The EIA weeklies had an overall constructive number, but the market didn’t react that way. US crude stocks increased for the 6th week in a row, but a build of around 3.2mb is not bad given the SPR released 1.5mb. Crude exports came strong at 2.5MMBD despite the current high freight rates which might be making long haul journeys expensive. US refining runs increased, but will increase dramatically in the next 2-3 weeks when refinery maintenance season finishes.

On products, we drew around 9mb of which 7mb was in gasoline and distillates. The market just hates gasoline for now and even this above consensus draw didn’t stop gasoline prices from falling. Gasoline stocks are now back within the 5 year range. However, the problem for gasoline is that seasonally we are entering big build months of November and December. Once refining runs are above 16.5MMBD, we find it very hard for gasoline to draw. Gasoline exports are very constructive and the drop in imports over the last 3 weeks is helping balances for now.

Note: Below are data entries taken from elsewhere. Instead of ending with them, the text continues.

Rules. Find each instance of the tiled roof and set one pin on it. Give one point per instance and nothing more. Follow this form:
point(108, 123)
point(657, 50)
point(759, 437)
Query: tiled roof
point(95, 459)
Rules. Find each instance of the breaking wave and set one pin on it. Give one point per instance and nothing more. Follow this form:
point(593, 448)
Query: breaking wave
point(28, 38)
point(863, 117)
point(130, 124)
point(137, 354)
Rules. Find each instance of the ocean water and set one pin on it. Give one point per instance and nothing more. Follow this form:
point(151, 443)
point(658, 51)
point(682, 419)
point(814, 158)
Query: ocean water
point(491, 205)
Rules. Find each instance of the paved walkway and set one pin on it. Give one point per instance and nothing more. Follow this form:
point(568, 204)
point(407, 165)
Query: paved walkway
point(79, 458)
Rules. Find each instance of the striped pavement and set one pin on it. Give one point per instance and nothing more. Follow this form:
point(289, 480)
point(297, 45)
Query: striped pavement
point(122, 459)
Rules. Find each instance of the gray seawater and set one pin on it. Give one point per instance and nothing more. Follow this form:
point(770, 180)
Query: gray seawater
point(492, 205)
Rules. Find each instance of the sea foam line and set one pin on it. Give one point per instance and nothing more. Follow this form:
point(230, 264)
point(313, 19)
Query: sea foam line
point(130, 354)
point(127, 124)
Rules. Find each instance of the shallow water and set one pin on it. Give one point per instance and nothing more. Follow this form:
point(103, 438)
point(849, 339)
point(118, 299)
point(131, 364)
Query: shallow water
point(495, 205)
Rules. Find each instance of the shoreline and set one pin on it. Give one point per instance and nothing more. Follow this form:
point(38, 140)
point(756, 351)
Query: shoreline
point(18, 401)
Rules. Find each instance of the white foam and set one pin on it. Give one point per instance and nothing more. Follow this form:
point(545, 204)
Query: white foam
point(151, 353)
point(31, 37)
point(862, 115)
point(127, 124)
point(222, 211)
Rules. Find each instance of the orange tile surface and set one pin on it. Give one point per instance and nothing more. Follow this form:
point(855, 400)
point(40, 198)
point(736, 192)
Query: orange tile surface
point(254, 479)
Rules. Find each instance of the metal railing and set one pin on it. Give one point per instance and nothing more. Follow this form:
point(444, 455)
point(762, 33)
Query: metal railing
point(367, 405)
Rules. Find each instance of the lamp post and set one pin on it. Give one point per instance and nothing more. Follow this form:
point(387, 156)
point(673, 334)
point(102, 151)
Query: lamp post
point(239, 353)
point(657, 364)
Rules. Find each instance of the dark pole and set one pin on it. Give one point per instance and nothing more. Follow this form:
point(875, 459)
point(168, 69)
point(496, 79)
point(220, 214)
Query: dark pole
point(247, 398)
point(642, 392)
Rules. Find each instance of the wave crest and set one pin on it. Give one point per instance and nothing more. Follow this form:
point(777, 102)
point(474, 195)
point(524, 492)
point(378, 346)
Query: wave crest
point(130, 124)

On distillates, the market is so bullish and its very risky to short middle distillates despite the elevated levels. Distillate stocks are near the 5 year lows and US are recording very good demand prints for distillates. Given the huge price premium distillate has over gasoline at the moment, we are surprised distillate yields have not picked up dramatically. Every refiner in the US should be logically trying to max diesel at the expense of gasoline. Maximize hydrocracker runs and trim runs on the FCC units.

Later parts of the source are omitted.